The jet stream has been tracking quite a way south over recent days, into Iberia and even NW Africa. This has kept low pressure to the south and southwest over France and Spain, bringing disruptive weather across southern and central Europe, while keeping the UK under an easterly flow between the low pressure and high pressure over Scandinavia.
Although the source of the easterly flow has not been cold, from eastern Europe which has been warming up into the 20s centigrade thanks to southerly flow here ahead of low pressure over western Europe, the easterly flow cooled considerably over the North Sea before it reached the UK, thanks to two cold snaps in March cooling the sea to 5-6C.
North Sea cold from the March cold snaps, the easterly wind this past week passing over it bringing cold and grey conditions.
So not only has the flow been cold, the cooling of the originally warm airmass over the cold sea has condensed the moistening air into water vapour, bringing extensive grey skies, coastal and hill fog to eastern and central areas during the past week, with temperatures struggling to 6-7C in places and some central and eastern areas not seeing any sunshine since last Saturday until today.

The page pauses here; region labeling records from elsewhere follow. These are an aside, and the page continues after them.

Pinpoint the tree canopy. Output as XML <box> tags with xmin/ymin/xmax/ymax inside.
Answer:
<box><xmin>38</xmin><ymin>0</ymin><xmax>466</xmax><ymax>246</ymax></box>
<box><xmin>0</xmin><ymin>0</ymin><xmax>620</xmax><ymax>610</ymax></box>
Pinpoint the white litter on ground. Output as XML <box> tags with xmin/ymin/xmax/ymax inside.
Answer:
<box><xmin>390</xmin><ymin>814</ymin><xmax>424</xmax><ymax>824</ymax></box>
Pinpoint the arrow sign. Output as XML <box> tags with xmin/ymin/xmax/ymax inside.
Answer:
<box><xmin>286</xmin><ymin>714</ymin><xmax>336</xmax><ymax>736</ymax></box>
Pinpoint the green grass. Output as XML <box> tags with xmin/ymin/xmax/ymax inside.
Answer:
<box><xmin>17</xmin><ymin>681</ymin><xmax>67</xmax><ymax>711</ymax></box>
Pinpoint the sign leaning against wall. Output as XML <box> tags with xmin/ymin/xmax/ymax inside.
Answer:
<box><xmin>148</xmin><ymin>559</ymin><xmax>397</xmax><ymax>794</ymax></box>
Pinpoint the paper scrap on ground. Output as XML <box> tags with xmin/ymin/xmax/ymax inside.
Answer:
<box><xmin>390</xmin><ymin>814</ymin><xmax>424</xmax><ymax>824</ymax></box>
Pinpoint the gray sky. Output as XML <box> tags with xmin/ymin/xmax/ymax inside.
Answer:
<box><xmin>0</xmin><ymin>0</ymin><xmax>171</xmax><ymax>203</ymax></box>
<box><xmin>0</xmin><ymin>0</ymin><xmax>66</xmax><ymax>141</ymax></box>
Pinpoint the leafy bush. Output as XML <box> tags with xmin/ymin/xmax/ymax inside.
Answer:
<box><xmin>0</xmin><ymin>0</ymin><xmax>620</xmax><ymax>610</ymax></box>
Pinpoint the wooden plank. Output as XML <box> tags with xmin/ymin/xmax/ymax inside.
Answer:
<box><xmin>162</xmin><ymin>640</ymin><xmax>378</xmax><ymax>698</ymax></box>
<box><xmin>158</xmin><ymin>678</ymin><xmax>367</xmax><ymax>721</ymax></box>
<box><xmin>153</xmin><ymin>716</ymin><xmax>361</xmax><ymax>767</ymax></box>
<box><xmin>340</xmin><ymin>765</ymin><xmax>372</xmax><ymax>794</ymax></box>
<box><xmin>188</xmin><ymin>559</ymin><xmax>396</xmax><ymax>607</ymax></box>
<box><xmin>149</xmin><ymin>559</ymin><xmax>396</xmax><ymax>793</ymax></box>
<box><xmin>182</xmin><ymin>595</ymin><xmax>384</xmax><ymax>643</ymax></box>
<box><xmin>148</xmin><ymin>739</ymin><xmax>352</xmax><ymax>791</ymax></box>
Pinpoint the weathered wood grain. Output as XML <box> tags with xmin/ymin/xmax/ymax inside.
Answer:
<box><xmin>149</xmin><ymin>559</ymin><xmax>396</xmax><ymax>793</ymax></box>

The stubborn area of high pressure which has been resident over Scandinavia this past week, feeding easterly winds across much of the UK, slips southeast across Eastern Europe this weekend, while low pressure over the Atlantic nudges in across the far west. This has cut-off the cold grey easterly flow and instead much of the UK will pick up a warmer and clearer southerly flow, which allow temperatures to reach the high teens across the south today, top temperature of 19.5C at Norholt in NW London this afternoon. Not quite so warm or dry on Sunday, as that Atlantic low pressure system nudging into the far west today makes a little more progress east with its frontal system pushing a band of increasingly showery rain east across most parts.
The jet stream shifts north into next week from today's position, bringing more widespread warmth north.
However, as we head through early next week, the jet stream will begin to lift north across the UK, the warm air advection aloft ahead of the jet building an upper level and surface high over Germany/Benelux by Wednesday, this will allow an even warmer southerly flow to develop across the UK, sourced from further south from southern Iberia and NW Africa.
So in the sunshine from mid-week, the models are showing widespread warmth, with temperatures reaching the low twenties even in northern Scotland. The GFS model shows up to 23C on Wednesday and on Thursday 26C – same again on Friday.
The warmth may well persist into the weekend too, but with it, an increasing risk of thundery showers across the west on Friday, then perhaps more widespread risk across southern areas, as an upper trough slowly edges in from the west and pressure falls at the surface from the west and southwest.